Tuesday, May 5, 2009

It's All In How You Hold It

Two years ago, I had a conversation with my friend, Jay, that changed my life. Here is some of what we talked about.

I asked him, What did it feel like to hear those three words---You Have Alzheimer’s?

“We (he and his wife) never really did have a moment of denial. I’d accepted the Alzheimer’s Disease diagnosis when the doctor put me on Aricept. That was the time of shock and relief. Finally, we have an answer. We never thought of Alzheimer’s, but it was great to know that it’s not something mysterious anymore. It’s just this thing that five million other Americans have.”

When Jay and his wife left his doctor’s office, they went straight to a bookstore to learn more about Alzheimer’s Disease. They bought The Forgetting (Shenk), Alzheimer’s Early Stages (Kuhn), and Alzheimer’s for Dummies. They learned about the symptoms and stages, living with the disease, and planning for the future. He took the medications prescribed by his physician. But something in Jay urged him to learn and do more.
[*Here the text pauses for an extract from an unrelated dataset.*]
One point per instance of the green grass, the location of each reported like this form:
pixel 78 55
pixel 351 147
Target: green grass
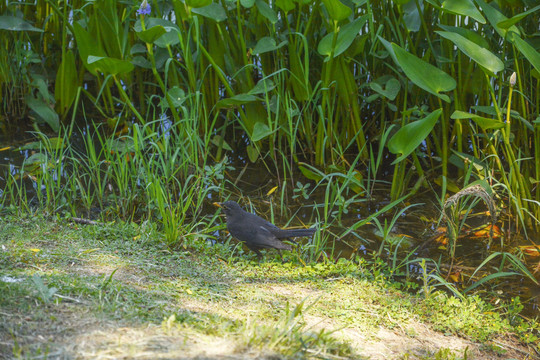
pixel 118 281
Armed with a diagnosis, they attended to a mind-body retreat, where Jay began to discover new parts of himself, unused by Jay the architect, undamaged by Jay the man with Alzheimer’s.
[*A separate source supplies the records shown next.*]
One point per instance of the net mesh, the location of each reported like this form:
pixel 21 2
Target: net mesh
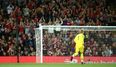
pixel 58 41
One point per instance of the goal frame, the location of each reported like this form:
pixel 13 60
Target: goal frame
pixel 39 35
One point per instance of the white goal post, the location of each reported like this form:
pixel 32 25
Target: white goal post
pixel 39 35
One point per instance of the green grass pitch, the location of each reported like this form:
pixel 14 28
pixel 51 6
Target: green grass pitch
pixel 54 65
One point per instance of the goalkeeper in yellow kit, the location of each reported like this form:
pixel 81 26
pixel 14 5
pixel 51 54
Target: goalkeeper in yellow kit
pixel 79 46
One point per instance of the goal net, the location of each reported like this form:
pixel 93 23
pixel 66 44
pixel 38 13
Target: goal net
pixel 55 43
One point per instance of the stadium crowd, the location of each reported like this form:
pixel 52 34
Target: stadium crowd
pixel 25 15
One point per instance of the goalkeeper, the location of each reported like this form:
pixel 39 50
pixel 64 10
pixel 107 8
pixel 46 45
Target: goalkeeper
pixel 79 46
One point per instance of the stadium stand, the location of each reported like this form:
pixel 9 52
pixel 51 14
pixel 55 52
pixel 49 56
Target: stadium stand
pixel 30 13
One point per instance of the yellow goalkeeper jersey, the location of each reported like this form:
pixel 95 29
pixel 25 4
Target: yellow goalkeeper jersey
pixel 79 39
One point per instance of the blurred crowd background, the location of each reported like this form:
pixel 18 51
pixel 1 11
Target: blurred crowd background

He ate vegan meals rich in anti-oxidants and learned about natural healing. He began exercising.

“Every morning at the retreat, we did exercises focused on strength and balance and getting the lymph system moving. Aerobic exercise is the number one thing you can do for your health, your brain, and the growth of your brain.”

He started reading more, but not about Alzheimer’s Disease. He tells me that I absolutely have to read Eckhart Tolle, Deepak Choprah, Jon Kabat-Zinn, Stephen Levine, Gary Zukav.

“I’ve been spending a lot of time and attention on books about consciousness and healing. This is the real deal about who we really are, the stuff they never taught you in school. I’m taking it all in as fast as I can without getting in a hurry and falling over myself.”

Jay is looking at me now, his eyes alive and bright, his voice louder and sure of itself. He’s excited about all this, and his mood infects me easily. I perk up.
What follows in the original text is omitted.